Che l'elezione di Bersani alla segreteria del Partito democratico sia la notizia del giorno al punto da oscurare le "vicende di letto" su cui qualcuno aveva speculato per "annebbiare" l'evento è un dato che si riscontra su tutti i media, sulle agenzie e su tutti gli aggregatori di notizie che sono ricchissimo patrimonio informativo della rete. Raccolgo qui alcuni articoli, scritti o pensati prima, quindi superati o visionari, ma diffusi oggi o scritti nell'alba del day after, del giorno dopo d'una manifestazione politica di tale portata che, va riconosciuto, solo il Partito democratico oggi in Italia per uomini, organizzazione e strutture, è in grado di attuare.

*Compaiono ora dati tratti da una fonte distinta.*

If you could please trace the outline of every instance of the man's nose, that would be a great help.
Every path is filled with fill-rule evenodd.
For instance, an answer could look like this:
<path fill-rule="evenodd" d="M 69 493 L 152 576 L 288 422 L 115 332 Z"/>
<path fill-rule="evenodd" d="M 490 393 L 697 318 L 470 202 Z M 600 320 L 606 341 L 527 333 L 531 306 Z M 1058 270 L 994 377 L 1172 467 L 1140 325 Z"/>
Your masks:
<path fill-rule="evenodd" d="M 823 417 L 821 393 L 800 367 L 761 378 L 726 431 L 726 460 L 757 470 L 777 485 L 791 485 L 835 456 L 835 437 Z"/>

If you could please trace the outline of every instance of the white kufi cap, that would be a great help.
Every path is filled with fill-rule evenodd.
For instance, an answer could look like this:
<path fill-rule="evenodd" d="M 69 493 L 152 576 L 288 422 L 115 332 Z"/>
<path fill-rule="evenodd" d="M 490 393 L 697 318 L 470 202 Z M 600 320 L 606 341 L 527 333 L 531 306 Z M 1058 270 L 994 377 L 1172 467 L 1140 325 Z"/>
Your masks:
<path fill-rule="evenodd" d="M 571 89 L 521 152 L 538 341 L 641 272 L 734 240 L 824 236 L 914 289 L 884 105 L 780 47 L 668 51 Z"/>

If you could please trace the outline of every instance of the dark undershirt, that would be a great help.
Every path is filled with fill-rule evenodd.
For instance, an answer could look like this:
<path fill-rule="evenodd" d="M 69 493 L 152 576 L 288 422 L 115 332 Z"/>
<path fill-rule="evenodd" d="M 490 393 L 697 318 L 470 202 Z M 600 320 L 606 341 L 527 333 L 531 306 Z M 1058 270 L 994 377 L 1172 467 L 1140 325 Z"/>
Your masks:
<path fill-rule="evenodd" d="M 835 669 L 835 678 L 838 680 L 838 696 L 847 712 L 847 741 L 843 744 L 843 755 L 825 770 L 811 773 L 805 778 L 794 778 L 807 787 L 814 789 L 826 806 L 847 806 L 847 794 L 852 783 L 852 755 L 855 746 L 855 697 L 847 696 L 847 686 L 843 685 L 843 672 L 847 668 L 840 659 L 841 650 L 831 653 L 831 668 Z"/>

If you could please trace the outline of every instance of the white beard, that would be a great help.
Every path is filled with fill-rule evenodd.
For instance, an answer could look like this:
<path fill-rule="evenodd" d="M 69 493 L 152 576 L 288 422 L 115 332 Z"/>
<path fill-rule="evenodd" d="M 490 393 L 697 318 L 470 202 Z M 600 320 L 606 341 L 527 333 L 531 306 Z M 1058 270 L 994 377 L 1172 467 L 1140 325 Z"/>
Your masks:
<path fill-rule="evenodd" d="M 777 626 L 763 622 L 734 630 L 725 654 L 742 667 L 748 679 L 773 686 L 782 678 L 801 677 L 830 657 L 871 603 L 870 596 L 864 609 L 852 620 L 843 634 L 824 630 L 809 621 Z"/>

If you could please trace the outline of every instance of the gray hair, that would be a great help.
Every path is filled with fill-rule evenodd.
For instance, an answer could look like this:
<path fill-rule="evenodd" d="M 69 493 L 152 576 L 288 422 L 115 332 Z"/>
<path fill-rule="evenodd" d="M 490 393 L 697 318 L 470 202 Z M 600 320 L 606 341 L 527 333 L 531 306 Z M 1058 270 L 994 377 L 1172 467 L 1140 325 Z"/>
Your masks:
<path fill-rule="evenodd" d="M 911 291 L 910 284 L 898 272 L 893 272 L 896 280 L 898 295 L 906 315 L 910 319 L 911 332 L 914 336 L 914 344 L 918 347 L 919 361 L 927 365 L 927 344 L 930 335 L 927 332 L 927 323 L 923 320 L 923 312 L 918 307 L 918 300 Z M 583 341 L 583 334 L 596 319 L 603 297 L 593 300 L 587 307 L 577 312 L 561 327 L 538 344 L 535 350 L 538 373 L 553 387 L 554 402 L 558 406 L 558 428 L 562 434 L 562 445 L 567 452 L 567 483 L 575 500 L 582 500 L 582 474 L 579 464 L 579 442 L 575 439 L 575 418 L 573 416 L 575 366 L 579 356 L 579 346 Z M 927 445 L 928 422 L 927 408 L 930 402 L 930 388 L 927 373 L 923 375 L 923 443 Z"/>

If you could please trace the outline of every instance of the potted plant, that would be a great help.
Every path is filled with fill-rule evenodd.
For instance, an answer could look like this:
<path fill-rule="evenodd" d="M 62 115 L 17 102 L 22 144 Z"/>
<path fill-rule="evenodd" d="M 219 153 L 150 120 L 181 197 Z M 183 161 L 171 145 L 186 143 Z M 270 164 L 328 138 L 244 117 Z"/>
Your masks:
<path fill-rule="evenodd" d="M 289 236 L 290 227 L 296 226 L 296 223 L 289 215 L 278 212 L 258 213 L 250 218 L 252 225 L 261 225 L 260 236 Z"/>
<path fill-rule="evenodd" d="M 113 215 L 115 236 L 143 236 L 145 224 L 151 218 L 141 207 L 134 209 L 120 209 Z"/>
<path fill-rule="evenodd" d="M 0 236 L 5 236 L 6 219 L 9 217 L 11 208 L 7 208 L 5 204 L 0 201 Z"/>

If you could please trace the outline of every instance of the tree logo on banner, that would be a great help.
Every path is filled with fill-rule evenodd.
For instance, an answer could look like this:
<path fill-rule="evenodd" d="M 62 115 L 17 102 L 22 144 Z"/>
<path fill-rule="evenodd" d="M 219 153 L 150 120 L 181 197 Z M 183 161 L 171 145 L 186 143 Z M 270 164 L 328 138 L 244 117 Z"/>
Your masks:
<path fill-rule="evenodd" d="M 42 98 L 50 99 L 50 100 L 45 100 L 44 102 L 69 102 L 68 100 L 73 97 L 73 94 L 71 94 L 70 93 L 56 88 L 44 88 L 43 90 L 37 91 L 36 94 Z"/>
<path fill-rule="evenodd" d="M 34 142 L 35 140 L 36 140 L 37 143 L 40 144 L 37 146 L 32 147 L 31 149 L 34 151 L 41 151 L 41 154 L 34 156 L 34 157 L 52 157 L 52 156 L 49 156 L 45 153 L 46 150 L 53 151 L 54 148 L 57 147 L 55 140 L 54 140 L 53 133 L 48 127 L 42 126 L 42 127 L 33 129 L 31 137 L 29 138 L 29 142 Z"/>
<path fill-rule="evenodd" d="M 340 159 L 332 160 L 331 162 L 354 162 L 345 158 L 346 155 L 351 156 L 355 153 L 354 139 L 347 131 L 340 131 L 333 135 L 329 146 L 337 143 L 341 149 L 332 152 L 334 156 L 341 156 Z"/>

Vespa: Pd, le primarie dei paradossi.
Rassegna stampa - Panorama, Bruno Vespa, 26 ottobre 2009.
«Tra Ezio Mauro e Massimo D’Alema voterò scheda bianca». La battuta è di un prodiano deluso che non ha perso l’arguzia sarda. Ma il paradosso usato da Arturo Parisi fotografa i tanti dubbi presenti alla vigilia delle elezioni primarie che designeranno il nuovo segretario del Partito democratico. Designeranno? Forse sì, ma il condizionale sarebbe più corretto. L’11 ottobre gli iscritti al Pd hanno designato con larga maggioranza Pier Luigi Bersani. Però le primarie del 25 ottobre possono ribaltare il risultato: sono ammessi a votare infatti tutti i cittadini che versando 2 euro si dichiareranno elettori del partito.
Se nessuno dei tre candidati raggiungesse la maggioranza assoluta, basterebbe il richiamo allo statuto del terzo (prevedibilmente Ignazio Marino) a rinviare la scelta del segretario nell’assemblea nazionale del 7 novembre. Nessuno dei due primi piazzati avrebbe la maggioranza dei 1.000 delegati (eletti anch’essi dalle primarie) e comincerebbe un mercato di voti che certo non gioverebbe all’immagine del Pd, già piuttosto provata per le polemiche degli ultimi giorni.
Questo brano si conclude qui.